En una conversación de bar parisino, monsiuer Pain discute sobre mesmerismo con otro paciente -quizá un farsante-, que le recuerda que uno de los practicantes de esta teoría (que pretendía curar mediante el uso del magnetismo) fue el médico inglés Hell, apellido que, discurren los dos, significa infierno. Curiosamente no llevan la analogía más allá, pero quizá en esta charla se encuentra una de las claves de la sorprendente novela del narrador chileno, avecindado en España, Roberto Bolaño, Monsieur Pain, que la editorial Anagrama reeditó recientemente. A lo largo de toda la historia, los nombres de los protagonistas son parte fundamental del misterio y llevan a este seguidor de las enseñanzas de Mesmer a un insólito viaje por el París de la primera posguerra, en donde convalece César Vallejo y aún resuenan los disparos de la guerra civil española.
La historia ocurre en 1938 e inicia cuando madame Reynaud, una viuda joven a la que Pierre Pain ama en silencio, le pide a éste -que asistió en la agonía a su esposo- que ausculte al poeta peruano, convaleciente en un hospital a causa de un ataque de hipo. Esta petición es el detonador de una aventura inquietante donde tienen cabida tanto los seguidores de Mesmer como ciertos conspiradores de origen español, e incluso las investigaciones metafísicas de Pierre Curie forman parte de la intriga.
La novela de Bolaño es un pastiche, un collage de situaciones que poco a poco sugieren una historia aún más oscura: la de una conspiración maligna no sólo contra el poeta que agoniza sino también contra ciertas teorías que, como el propio mesmerismo, rechazan la verdad científica oficial. Monsieur Pain será el encargado de descubrir los hilos de esta trampa, pero al realizar su investigación sólo encontrará lo que profetiza su apellido. Incapaz de enfrentar a los verdugos, el protagonista de la novela callará para siempre lo que descubrió o aquello que simplemente creyó intuir.
Bolaño, cuya novela Los detectives salvajes ha conocido un éxito inusitado, se muestra aquí como un narrador de buena mano: algunos protagonistas fueron personas reales y algunos de los hechos que ocurren en la novela -la muerte de Curie o la de Vallejo- sucedieron realmente, pero el autor ha mezclado de tal suerte las historias que el resultado es inquietante y, por momentos, perturbador.
Pain es la clave, lo que leemos es la historia de un momento de su vida y su fracaso tanto en el amor como en la resolución de un misterio que está más allá de sus propias fuerzas.

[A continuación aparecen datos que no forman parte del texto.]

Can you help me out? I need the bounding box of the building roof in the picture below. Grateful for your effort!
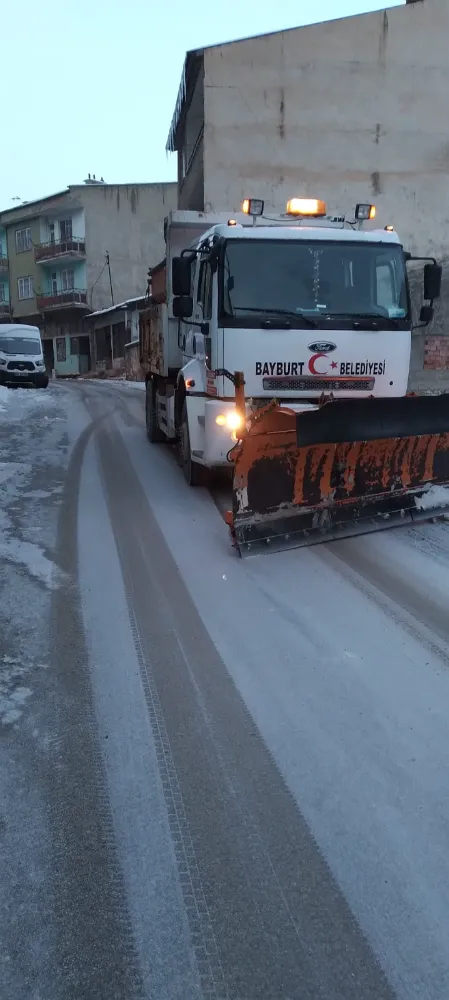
[0,181,176,223]
[86,295,145,320]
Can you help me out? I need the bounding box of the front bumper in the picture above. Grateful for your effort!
[0,368,48,389]
[204,399,317,467]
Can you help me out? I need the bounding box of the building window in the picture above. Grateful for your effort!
[16,228,33,254]
[17,275,34,299]
[112,323,128,358]
[56,337,67,361]
[61,268,75,292]
[59,219,72,243]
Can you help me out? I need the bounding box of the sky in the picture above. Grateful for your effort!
[0,0,404,209]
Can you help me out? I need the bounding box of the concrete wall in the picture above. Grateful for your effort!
[77,183,177,310]
[204,0,449,369]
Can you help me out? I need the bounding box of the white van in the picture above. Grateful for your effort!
[0,323,48,389]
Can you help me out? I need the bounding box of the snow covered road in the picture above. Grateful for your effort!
[0,382,449,1000]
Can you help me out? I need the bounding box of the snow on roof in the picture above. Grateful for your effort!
[87,295,145,319]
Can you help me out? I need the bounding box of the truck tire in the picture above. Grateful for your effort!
[145,380,165,444]
[178,403,207,486]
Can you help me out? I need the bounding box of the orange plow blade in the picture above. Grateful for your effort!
[227,395,449,555]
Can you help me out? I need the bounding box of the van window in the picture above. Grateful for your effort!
[0,334,42,356]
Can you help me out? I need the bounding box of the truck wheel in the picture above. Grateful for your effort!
[145,381,165,444]
[178,403,207,486]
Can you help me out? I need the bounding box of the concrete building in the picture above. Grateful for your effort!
[167,0,449,383]
[0,177,176,376]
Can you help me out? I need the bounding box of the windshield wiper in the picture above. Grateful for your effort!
[232,306,316,327]
[331,313,400,330]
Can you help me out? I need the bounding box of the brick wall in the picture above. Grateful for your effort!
[424,336,449,370]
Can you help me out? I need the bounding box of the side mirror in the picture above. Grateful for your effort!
[424,264,443,302]
[419,306,434,326]
[171,257,192,296]
[172,295,193,319]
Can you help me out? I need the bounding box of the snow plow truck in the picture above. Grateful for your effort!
[140,198,449,555]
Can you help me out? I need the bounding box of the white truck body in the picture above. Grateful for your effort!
[147,206,420,468]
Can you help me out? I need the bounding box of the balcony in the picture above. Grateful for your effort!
[36,288,89,312]
[34,239,86,264]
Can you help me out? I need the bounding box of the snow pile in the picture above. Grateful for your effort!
[415,486,449,510]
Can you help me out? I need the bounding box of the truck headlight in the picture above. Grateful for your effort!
[215,410,243,431]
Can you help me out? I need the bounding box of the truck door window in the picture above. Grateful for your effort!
[376,261,397,313]
[197,260,212,319]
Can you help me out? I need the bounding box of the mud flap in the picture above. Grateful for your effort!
[226,395,449,555]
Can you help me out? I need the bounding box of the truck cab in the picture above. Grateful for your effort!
[142,199,441,482]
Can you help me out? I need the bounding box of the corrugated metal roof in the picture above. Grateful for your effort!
[165,49,204,153]
[86,295,145,319]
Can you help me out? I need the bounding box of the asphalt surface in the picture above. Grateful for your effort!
[0,382,449,1000]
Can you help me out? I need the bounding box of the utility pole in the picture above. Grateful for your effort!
[106,250,114,305]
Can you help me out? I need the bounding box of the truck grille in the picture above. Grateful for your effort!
[263,378,375,392]
[6,361,35,372]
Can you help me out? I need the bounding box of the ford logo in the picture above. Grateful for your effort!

Para hacer aún más profundo el enigma, al final de la obra el autor plantea la vida de sus protagonistas a través de diversas voces que prefiguran los testimonios acerca de sus `detectives``. Y de alguna manera el epílogo hace aún más inquietante el destino de Pain, las casualidades que lo llevaron a encontrarse, en una ciudad plagada de surrealistas, con dos fabricantes de cementerios marinos que desprecian a los seguidores de André Breton, así como con un mundo nocturno repulsivo y atrayente donde la única persona que parece comprenderlo es un portero argelino. Porque si bien monsieur Pain es incapaz de vestirse de héroe, el azar y sus leyes lo llevan por caminos jamás imaginados para concluir en el fracaso. Por eso su personalidad nos toca a todos. Pain representa al hombre que espera la derrota final, a quien no lo redime ni siquiera un último acto de rebeldía.
El protagonista de la novela de Bolaño vive una aventura que no esperaba pero también padece, como todo solitario, el terror a la oscuridad, la sospecha que anida en el corazón de los amantes desesperanzados y silenciosos. Y si parece que al final que no ocurre nada -o al menos eso podemos creer-, la verdad es que las peripecias del señor Pain son las que mantienen pendiente al lector hasta la última página. La novela en conjunto no es más que una gran trampa en la que caemos fácilmente. Pero de eso se trata precisamente: de seguir a Pierre Pain a lo largo de un periplo que lo llevará (y a nosotros con él) al desencanto.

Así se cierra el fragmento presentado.